O filme tem um pano de fundo político e o divertidíssimo personagem do chefe de polícia marroquino é um bom exemplo disso: um ser político, inteligente e interesseiro, procurando sempre subterfúgios para não se complicar e, se possível, se dar bem. A história do filme retrata o cínico e frio Rick (Bogart), detentor do bar mais badalado da cidade, durante a visita do importante ativista político Laszlo, perseguido pela Gestapo e, mais especificamente, pelo major Strasser. Porém, para o filme, o que importa é que Laszlo está acompanhado de sua bela esposa Ilsa (Bergman), cujo passado tem ligações intensas com os motivos da frieza, distância e cinismo de Rick. Diferente do filme de Chaplin,aqui não observamos o nascimento nem da paixão e nem do amor entre os personagens, mas as belas atuações de Bogart e Bergman nos convencem, antes mesmo do primeiro olhar entre eles e do flashback mostrando como se conheceram, de toda a intensidade que os une. Porém, a urgência das circunstâncias não permite uma reunião, a sobrevivência e a honra entram em jogo, o amor tem que esperar – ou ser ignorado. Talvez por isso o filme tenha sido tão aclamado, pelo que poderia acontecer e não acontece. A sublimação, a entrega, o sentimento puro de querer ver bem, sem egoísmos. Rick é um personagem fascinante. Tanto que ao terminar o filme fiquei com vontade de ser mais Rick em minha própria vida. Mas isso é idealizar além do que posso. Tampouco dá para ser Calvero, Chaplin é genial demais para servir de alvo.
Bom, já que não dá para ser Rick e nem Calvero quem sabe dá para ser Jean-Louis Duroc, o personagem ultra-romântico vivido por Jean-Louis Trintignant (do recente Amour) no filme Um Homem, Uma Mulher. Afinal, o próprio título do filme já deixa claro que se trata de personagens ordinários, que poderiam ser qualquer um de nós, eu ou você. Mas, neste caso, sei que não sou assim… O filme narra como dois viúvos, com filhos pequenos estudando no mesmo internato, se conhecem, passam tempo juntos e, inevitavelmente, se apaixonam. E é esse o sentimento que vemos aqui. É um contraponto interessante a Luzes da Ribalta, em que vemos nascer o amor entre Calvero e Terry. Aqui, vemos nascer o encantamento entre Anne e Jean-Louis, o interesse de um pelo outro, a curiosidade natural que esse interesse provoca, dos pequenos aos grandes gestos de sedução. Tudo muito natural e crível, como o bom cinema francês é mestre em nos presentear.

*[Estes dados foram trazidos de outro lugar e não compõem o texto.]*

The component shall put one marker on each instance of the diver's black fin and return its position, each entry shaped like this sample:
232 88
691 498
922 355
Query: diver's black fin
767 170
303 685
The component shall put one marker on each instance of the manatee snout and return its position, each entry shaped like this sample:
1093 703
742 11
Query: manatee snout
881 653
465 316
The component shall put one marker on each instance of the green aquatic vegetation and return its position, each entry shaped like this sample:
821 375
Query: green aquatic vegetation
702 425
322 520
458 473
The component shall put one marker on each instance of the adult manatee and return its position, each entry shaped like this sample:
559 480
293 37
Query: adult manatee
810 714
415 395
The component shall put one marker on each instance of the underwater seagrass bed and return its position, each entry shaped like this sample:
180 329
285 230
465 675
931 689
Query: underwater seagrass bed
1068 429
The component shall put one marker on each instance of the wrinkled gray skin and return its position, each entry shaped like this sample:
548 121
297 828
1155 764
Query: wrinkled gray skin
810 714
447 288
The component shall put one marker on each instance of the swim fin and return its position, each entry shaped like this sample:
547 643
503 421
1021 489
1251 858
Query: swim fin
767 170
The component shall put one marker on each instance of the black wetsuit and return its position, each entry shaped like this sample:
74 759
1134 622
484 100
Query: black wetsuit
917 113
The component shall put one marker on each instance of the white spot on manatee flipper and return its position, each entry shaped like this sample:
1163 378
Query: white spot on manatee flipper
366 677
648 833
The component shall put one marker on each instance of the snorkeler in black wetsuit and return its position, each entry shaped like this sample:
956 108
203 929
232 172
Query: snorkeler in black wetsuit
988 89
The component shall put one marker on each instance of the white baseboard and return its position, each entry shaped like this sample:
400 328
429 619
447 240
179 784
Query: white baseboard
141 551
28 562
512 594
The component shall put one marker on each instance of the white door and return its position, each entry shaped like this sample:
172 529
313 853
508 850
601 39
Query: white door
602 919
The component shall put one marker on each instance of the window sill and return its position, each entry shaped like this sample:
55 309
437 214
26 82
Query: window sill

A cena final do filme é romântica, bonita, real e antológica.
Acho que, novamente à sorte do azar, a combinação desses três filmes é bastante interessante. Temos o nascimento de uma paixão, o nascimento do amor e um amor já estabelecido. Três momentos diferentes das vidas dos casais, com destinos também diferentes. Calvero e Terry são afetados pela inevitabilidade fatal de todas as vidas. Rick e Ilsa são afetados pela guerra e por decisões (ocultas) do passado. Jean-Louis e Anne são afetados pela forma como perderam seus parceiros e os rumos que suas vidas tomaram desde então mas movidos pelo desejo, fulminante, de ficarem juntos. Recomendo a sessão tripla!